Ela entrou em contato com abrigos de animais. (Eles estão lotados, não teriam como abrigar mais esta família; eles mesmos precisam de ajuda). Não conseguiu. Raiva. Revolta. Sentimento de solidão.

Trouxe um pouco de ração dos meus gatos para ela colocar perto da gatinha, ela iria precisar, recém-parida, com dificuldade de buscar alimento. Ela colocou. E, no dia seguinte, haviam retirado as tigelas de comida que ela havia colocado. Choque. Dor. Choro.

A mãe gata foi embora.

Veio a chuva monstro da madrugada, a primeira de Brasília, depois da seca. Tão esperada pelos brasilienses e, por ela, tão temida – e os filhotes?

Dois já mortos, num canto. Um, muito fraco; outro poderia ter sido o mais forte, debatia-se. Buscava a mãe, o leite, o calor, a proteção. Onde? Apenas três ou quatro dias de nascido...

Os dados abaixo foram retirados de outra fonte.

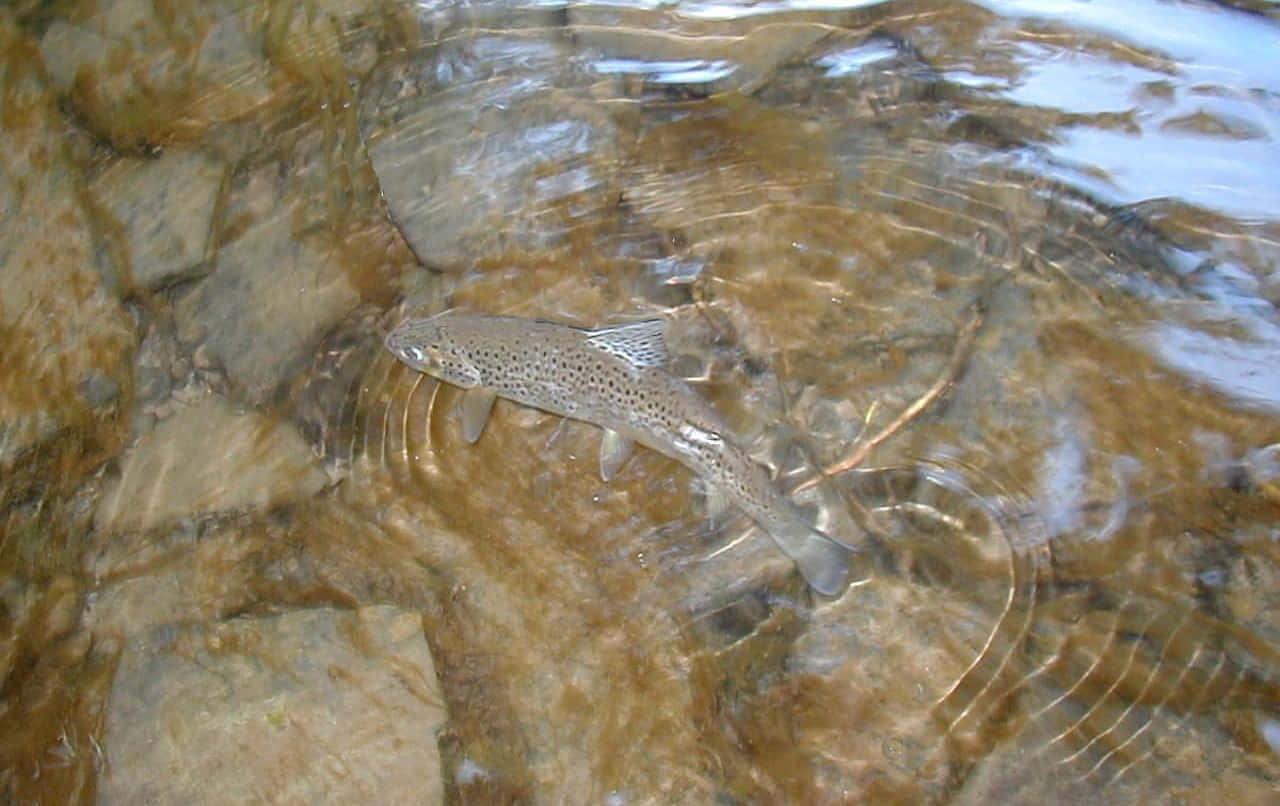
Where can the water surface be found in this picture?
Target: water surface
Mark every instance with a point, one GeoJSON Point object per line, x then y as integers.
{"type": "Point", "coordinates": [990, 287]}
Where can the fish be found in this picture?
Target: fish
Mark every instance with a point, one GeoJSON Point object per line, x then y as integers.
{"type": "Point", "coordinates": [612, 378]}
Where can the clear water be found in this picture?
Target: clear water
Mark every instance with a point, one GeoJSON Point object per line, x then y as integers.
{"type": "Point", "coordinates": [990, 287]}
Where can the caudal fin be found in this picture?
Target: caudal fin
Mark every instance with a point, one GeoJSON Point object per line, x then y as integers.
{"type": "Point", "coordinates": [822, 562]}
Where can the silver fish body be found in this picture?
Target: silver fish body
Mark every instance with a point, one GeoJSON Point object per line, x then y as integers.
{"type": "Point", "coordinates": [612, 378]}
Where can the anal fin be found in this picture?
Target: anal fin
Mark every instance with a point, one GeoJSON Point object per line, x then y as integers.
{"type": "Point", "coordinates": [475, 407]}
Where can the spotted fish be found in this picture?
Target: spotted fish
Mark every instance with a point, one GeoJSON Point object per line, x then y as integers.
{"type": "Point", "coordinates": [612, 378]}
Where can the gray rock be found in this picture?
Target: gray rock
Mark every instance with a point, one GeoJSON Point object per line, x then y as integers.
{"type": "Point", "coordinates": [58, 321]}
{"type": "Point", "coordinates": [474, 156]}
{"type": "Point", "coordinates": [208, 458]}
{"type": "Point", "coordinates": [310, 706]}
{"type": "Point", "coordinates": [137, 77]}
{"type": "Point", "coordinates": [270, 297]}
{"type": "Point", "coordinates": [165, 213]}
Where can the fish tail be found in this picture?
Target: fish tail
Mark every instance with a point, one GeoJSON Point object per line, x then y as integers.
{"type": "Point", "coordinates": [822, 561]}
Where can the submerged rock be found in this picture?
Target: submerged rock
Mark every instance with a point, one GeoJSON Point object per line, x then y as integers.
{"type": "Point", "coordinates": [310, 706]}
{"type": "Point", "coordinates": [209, 458]}
{"type": "Point", "coordinates": [471, 164]}
{"type": "Point", "coordinates": [164, 209]}
{"type": "Point", "coordinates": [270, 297]}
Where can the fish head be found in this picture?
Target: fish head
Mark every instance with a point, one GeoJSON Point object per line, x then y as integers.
{"type": "Point", "coordinates": [426, 346]}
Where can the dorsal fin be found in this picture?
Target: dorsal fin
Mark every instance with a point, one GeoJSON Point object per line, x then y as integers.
{"type": "Point", "coordinates": [638, 343]}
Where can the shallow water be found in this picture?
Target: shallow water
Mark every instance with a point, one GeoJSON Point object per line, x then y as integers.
{"type": "Point", "coordinates": [990, 287]}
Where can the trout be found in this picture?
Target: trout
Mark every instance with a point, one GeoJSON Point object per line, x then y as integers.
{"type": "Point", "coordinates": [612, 378]}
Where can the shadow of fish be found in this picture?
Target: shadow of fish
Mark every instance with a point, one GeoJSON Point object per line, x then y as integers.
{"type": "Point", "coordinates": [612, 378]}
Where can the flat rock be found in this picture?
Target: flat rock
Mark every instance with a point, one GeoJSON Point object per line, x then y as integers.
{"type": "Point", "coordinates": [164, 209]}
{"type": "Point", "coordinates": [269, 298]}
{"type": "Point", "coordinates": [64, 338]}
{"type": "Point", "coordinates": [310, 706]}
{"type": "Point", "coordinates": [138, 77]}
{"type": "Point", "coordinates": [474, 156]}
{"type": "Point", "coordinates": [209, 458]}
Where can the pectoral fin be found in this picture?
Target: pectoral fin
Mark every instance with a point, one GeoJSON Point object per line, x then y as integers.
{"type": "Point", "coordinates": [615, 450]}
{"type": "Point", "coordinates": [717, 504]}
{"type": "Point", "coordinates": [475, 407]}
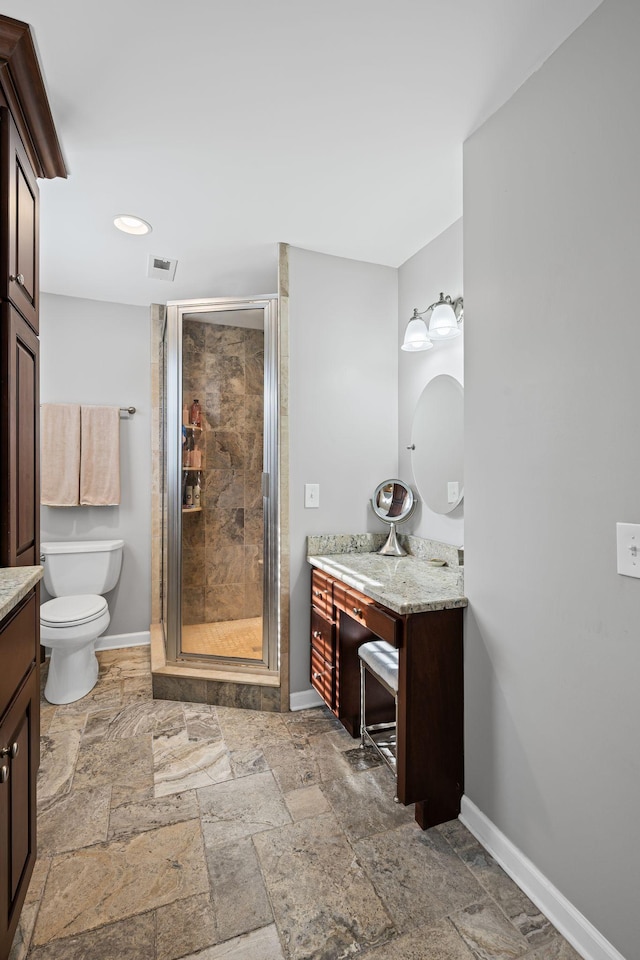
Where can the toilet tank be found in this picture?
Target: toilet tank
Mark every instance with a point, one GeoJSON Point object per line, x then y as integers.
{"type": "Point", "coordinates": [87, 566]}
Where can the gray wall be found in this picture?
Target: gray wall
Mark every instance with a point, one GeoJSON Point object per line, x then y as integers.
{"type": "Point", "coordinates": [99, 353]}
{"type": "Point", "coordinates": [433, 269]}
{"type": "Point", "coordinates": [552, 244]}
{"type": "Point", "coordinates": [343, 409]}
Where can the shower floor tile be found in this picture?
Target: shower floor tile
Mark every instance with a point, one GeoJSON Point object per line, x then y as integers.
{"type": "Point", "coordinates": [180, 831]}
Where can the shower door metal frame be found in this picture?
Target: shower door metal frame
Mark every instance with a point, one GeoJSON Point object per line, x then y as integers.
{"type": "Point", "coordinates": [176, 311]}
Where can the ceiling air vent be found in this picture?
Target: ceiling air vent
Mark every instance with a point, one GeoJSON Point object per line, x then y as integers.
{"type": "Point", "coordinates": [161, 269]}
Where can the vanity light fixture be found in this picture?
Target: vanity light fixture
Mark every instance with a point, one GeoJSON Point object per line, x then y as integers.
{"type": "Point", "coordinates": [444, 324]}
{"type": "Point", "coordinates": [130, 224]}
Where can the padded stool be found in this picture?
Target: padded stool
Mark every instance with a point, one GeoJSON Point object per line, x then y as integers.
{"type": "Point", "coordinates": [380, 659]}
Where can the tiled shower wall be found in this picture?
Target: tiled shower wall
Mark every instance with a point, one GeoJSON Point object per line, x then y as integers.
{"type": "Point", "coordinates": [222, 547]}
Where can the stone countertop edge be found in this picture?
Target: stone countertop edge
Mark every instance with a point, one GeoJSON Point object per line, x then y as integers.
{"type": "Point", "coordinates": [15, 583]}
{"type": "Point", "coordinates": [403, 584]}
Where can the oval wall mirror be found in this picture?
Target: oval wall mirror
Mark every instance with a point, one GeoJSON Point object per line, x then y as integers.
{"type": "Point", "coordinates": [393, 502]}
{"type": "Point", "coordinates": [437, 437]}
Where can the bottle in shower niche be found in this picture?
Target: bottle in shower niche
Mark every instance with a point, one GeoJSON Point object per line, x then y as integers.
{"type": "Point", "coordinates": [195, 414]}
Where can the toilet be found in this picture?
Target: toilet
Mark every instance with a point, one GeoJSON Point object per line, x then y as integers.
{"type": "Point", "coordinates": [76, 574]}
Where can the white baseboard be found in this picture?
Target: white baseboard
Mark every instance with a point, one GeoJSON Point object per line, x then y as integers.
{"type": "Point", "coordinates": [305, 699]}
{"type": "Point", "coordinates": [119, 640]}
{"type": "Point", "coordinates": [572, 924]}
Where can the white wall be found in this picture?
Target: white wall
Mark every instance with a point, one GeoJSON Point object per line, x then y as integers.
{"type": "Point", "coordinates": [551, 250]}
{"type": "Point", "coordinates": [99, 353]}
{"type": "Point", "coordinates": [434, 269]}
{"type": "Point", "coordinates": [343, 409]}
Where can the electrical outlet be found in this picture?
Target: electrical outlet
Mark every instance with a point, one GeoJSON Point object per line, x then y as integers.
{"type": "Point", "coordinates": [628, 544]}
{"type": "Point", "coordinates": [311, 495]}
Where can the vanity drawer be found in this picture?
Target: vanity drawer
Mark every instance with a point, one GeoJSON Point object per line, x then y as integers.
{"type": "Point", "coordinates": [18, 637]}
{"type": "Point", "coordinates": [366, 611]}
{"type": "Point", "coordinates": [323, 635]}
{"type": "Point", "coordinates": [322, 592]}
{"type": "Point", "coordinates": [323, 677]}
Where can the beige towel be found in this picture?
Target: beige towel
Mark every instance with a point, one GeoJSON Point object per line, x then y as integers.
{"type": "Point", "coordinates": [60, 454]}
{"type": "Point", "coordinates": [100, 456]}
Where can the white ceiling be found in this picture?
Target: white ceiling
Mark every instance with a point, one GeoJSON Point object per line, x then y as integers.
{"type": "Point", "coordinates": [334, 125]}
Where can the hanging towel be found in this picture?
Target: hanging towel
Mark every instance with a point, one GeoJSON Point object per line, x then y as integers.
{"type": "Point", "coordinates": [60, 454]}
{"type": "Point", "coordinates": [100, 456]}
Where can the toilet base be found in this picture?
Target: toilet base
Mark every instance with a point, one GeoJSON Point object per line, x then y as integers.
{"type": "Point", "coordinates": [72, 673]}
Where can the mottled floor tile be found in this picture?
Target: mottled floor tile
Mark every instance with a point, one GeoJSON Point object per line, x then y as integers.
{"type": "Point", "coordinates": [306, 802]}
{"type": "Point", "coordinates": [324, 904]}
{"type": "Point", "coordinates": [132, 939]}
{"type": "Point", "coordinates": [262, 944]}
{"type": "Point", "coordinates": [524, 914]}
{"type": "Point", "coordinates": [439, 941]}
{"type": "Point", "coordinates": [111, 881]}
{"type": "Point", "coordinates": [247, 729]}
{"type": "Point", "coordinates": [76, 819]}
{"type": "Point", "coordinates": [184, 927]}
{"type": "Point", "coordinates": [406, 859]}
{"type": "Point", "coordinates": [245, 763]}
{"type": "Point", "coordinates": [488, 933]}
{"type": "Point", "coordinates": [181, 764]}
{"type": "Point", "coordinates": [125, 764]}
{"type": "Point", "coordinates": [292, 765]}
{"type": "Point", "coordinates": [128, 819]}
{"type": "Point", "coordinates": [134, 720]}
{"type": "Point", "coordinates": [58, 755]}
{"type": "Point", "coordinates": [239, 808]}
{"type": "Point", "coordinates": [24, 930]}
{"type": "Point", "coordinates": [363, 803]}
{"type": "Point", "coordinates": [201, 722]}
{"type": "Point", "coordinates": [237, 889]}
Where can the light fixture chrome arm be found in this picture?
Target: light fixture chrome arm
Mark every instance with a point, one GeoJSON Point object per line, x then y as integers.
{"type": "Point", "coordinates": [444, 324]}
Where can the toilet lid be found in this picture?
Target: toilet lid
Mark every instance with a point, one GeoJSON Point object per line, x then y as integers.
{"type": "Point", "coordinates": [67, 611]}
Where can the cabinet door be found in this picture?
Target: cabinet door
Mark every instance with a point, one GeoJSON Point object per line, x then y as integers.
{"type": "Point", "coordinates": [18, 767]}
{"type": "Point", "coordinates": [19, 442]}
{"type": "Point", "coordinates": [20, 212]}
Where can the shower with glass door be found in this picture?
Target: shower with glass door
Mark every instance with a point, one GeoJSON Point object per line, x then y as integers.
{"type": "Point", "coordinates": [220, 517]}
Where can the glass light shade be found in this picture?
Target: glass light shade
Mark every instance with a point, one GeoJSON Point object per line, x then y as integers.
{"type": "Point", "coordinates": [443, 324]}
{"type": "Point", "coordinates": [416, 336]}
{"type": "Point", "coordinates": [130, 224]}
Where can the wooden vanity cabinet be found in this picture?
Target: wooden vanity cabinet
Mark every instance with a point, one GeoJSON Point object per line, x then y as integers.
{"type": "Point", "coordinates": [430, 757]}
{"type": "Point", "coordinates": [19, 759]}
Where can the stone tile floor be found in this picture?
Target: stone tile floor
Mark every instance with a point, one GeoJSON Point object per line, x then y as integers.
{"type": "Point", "coordinates": [179, 830]}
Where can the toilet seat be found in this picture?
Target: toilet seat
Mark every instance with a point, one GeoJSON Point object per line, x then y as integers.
{"type": "Point", "coordinates": [72, 611]}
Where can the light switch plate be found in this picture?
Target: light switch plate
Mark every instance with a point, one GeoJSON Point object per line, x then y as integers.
{"type": "Point", "coordinates": [311, 495]}
{"type": "Point", "coordinates": [628, 549]}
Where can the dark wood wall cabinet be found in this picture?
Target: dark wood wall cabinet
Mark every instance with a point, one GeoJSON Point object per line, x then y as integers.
{"type": "Point", "coordinates": [29, 149]}
{"type": "Point", "coordinates": [430, 762]}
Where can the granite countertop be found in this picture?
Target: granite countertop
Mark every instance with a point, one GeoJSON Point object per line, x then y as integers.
{"type": "Point", "coordinates": [403, 584]}
{"type": "Point", "coordinates": [15, 583]}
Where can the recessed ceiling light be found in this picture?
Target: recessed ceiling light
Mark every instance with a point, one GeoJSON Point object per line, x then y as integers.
{"type": "Point", "coordinates": [130, 224]}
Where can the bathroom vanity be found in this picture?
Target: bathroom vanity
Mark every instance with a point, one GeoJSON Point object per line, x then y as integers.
{"type": "Point", "coordinates": [19, 740]}
{"type": "Point", "coordinates": [417, 608]}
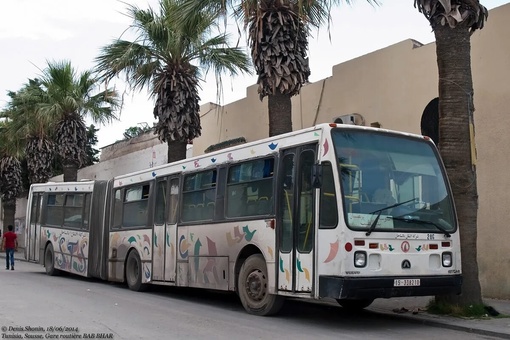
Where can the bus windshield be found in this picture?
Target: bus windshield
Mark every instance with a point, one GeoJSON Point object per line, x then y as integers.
{"type": "Point", "coordinates": [392, 183]}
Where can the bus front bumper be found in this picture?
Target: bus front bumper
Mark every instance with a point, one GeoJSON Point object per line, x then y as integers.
{"type": "Point", "coordinates": [384, 287]}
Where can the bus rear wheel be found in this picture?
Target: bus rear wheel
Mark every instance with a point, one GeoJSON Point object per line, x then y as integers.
{"type": "Point", "coordinates": [253, 288]}
{"type": "Point", "coordinates": [134, 272]}
{"type": "Point", "coordinates": [351, 304]}
{"type": "Point", "coordinates": [49, 261]}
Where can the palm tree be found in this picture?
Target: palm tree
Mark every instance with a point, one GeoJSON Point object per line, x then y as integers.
{"type": "Point", "coordinates": [69, 98]}
{"type": "Point", "coordinates": [33, 129]}
{"type": "Point", "coordinates": [278, 37]}
{"type": "Point", "coordinates": [163, 57]}
{"type": "Point", "coordinates": [453, 22]}
{"type": "Point", "coordinates": [10, 171]}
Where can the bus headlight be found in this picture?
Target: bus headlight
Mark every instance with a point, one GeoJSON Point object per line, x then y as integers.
{"type": "Point", "coordinates": [447, 259]}
{"type": "Point", "coordinates": [360, 259]}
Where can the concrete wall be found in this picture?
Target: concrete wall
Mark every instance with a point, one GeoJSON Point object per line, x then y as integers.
{"type": "Point", "coordinates": [391, 86]}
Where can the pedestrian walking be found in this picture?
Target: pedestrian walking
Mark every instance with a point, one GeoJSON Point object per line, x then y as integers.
{"type": "Point", "coordinates": [10, 245]}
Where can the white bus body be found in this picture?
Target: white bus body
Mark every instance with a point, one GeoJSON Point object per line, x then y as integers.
{"type": "Point", "coordinates": [333, 211]}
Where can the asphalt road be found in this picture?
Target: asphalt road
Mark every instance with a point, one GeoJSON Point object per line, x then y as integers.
{"type": "Point", "coordinates": [34, 305]}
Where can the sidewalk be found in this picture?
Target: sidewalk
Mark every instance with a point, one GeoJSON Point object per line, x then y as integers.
{"type": "Point", "coordinates": [413, 309]}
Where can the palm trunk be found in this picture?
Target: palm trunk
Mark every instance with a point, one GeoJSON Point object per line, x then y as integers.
{"type": "Point", "coordinates": [9, 209]}
{"type": "Point", "coordinates": [455, 130]}
{"type": "Point", "coordinates": [70, 172]}
{"type": "Point", "coordinates": [280, 114]}
{"type": "Point", "coordinates": [176, 151]}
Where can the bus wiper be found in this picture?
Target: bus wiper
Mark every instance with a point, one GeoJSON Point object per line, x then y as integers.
{"type": "Point", "coordinates": [445, 232]}
{"type": "Point", "coordinates": [374, 224]}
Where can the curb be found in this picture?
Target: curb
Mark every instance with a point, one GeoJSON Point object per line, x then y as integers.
{"type": "Point", "coordinates": [426, 319]}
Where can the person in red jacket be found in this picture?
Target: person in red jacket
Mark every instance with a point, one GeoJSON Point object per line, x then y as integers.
{"type": "Point", "coordinates": [10, 245]}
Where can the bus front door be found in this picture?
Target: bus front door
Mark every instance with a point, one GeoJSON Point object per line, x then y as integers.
{"type": "Point", "coordinates": [296, 220]}
{"type": "Point", "coordinates": [32, 234]}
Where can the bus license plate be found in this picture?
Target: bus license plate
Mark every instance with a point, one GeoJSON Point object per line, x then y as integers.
{"type": "Point", "coordinates": [406, 282]}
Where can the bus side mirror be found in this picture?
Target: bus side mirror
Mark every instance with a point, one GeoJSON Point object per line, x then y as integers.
{"type": "Point", "coordinates": [317, 176]}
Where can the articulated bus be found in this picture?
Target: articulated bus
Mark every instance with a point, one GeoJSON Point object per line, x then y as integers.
{"type": "Point", "coordinates": [333, 211]}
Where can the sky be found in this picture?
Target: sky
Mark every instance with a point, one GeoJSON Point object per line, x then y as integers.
{"type": "Point", "coordinates": [33, 32]}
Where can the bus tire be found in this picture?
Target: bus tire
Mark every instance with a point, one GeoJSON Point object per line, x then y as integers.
{"type": "Point", "coordinates": [49, 261]}
{"type": "Point", "coordinates": [253, 288]}
{"type": "Point", "coordinates": [351, 304]}
{"type": "Point", "coordinates": [134, 272]}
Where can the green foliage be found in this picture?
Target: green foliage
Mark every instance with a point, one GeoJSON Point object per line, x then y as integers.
{"type": "Point", "coordinates": [90, 152]}
{"type": "Point", "coordinates": [168, 58]}
{"type": "Point", "coordinates": [135, 131]}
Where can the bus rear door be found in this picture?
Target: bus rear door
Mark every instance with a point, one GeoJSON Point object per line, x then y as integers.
{"type": "Point", "coordinates": [295, 221]}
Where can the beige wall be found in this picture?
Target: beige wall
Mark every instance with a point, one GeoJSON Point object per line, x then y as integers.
{"type": "Point", "coordinates": [392, 86]}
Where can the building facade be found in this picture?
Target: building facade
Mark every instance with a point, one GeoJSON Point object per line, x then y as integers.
{"type": "Point", "coordinates": [389, 88]}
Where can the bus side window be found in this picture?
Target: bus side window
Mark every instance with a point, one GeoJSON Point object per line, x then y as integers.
{"type": "Point", "coordinates": [328, 214]}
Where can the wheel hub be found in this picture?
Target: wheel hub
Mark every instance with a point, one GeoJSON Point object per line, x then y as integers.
{"type": "Point", "coordinates": [256, 285]}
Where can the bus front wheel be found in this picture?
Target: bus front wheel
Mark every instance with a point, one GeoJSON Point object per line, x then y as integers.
{"type": "Point", "coordinates": [253, 288]}
{"type": "Point", "coordinates": [49, 261]}
{"type": "Point", "coordinates": [134, 272]}
{"type": "Point", "coordinates": [355, 304]}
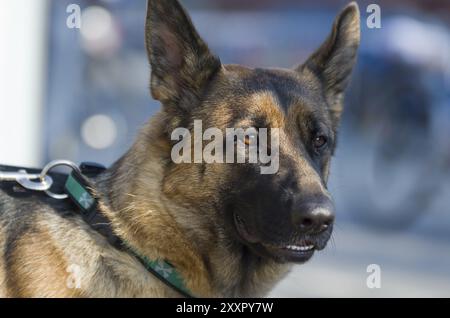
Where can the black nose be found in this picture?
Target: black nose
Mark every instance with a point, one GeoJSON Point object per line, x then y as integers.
{"type": "Point", "coordinates": [313, 215]}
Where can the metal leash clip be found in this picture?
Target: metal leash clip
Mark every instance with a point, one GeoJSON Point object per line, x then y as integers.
{"type": "Point", "coordinates": [38, 182]}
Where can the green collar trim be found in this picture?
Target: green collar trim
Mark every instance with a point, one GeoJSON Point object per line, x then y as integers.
{"type": "Point", "coordinates": [77, 189]}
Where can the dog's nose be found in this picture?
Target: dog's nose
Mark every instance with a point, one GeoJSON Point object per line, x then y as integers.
{"type": "Point", "coordinates": [313, 215]}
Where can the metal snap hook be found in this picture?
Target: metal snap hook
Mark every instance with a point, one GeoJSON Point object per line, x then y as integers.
{"type": "Point", "coordinates": [50, 166]}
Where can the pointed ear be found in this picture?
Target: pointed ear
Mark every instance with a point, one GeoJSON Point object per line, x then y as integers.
{"type": "Point", "coordinates": [181, 62]}
{"type": "Point", "coordinates": [334, 60]}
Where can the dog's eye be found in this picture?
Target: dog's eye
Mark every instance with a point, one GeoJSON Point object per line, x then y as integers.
{"type": "Point", "coordinates": [319, 141]}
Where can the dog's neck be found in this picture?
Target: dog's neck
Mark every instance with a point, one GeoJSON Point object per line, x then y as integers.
{"type": "Point", "coordinates": [211, 263]}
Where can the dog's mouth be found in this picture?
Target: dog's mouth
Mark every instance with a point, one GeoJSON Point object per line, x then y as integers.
{"type": "Point", "coordinates": [299, 251]}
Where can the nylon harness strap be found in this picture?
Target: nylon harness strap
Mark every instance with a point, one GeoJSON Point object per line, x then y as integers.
{"type": "Point", "coordinates": [78, 188]}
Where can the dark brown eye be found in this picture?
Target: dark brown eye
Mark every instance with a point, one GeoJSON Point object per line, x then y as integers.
{"type": "Point", "coordinates": [319, 141]}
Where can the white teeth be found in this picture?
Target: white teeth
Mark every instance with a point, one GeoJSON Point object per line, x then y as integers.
{"type": "Point", "coordinates": [299, 248]}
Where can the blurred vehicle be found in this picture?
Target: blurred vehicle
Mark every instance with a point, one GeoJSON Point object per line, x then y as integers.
{"type": "Point", "coordinates": [398, 119]}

Ela desceu à rua à meia-noite; ela, e ninguém mais; o filhote mais fraco, já morto, afogado; retirou o último filhote ainda vivo, e o levou pra casa, e o embrulhou em uma toalhinha, e enfrentou o pai, e o velou à noite, e esperou que continuasse a viver.

Ao menos ele pôde morrer nas mãos da compaixão.

Ela chorou muito por três dias. Comprou um saco de ração para deixar no carro, para quando precisar ajudar algum bichinho. Ela nunca mais foi a mesma. Ela viu o mundo.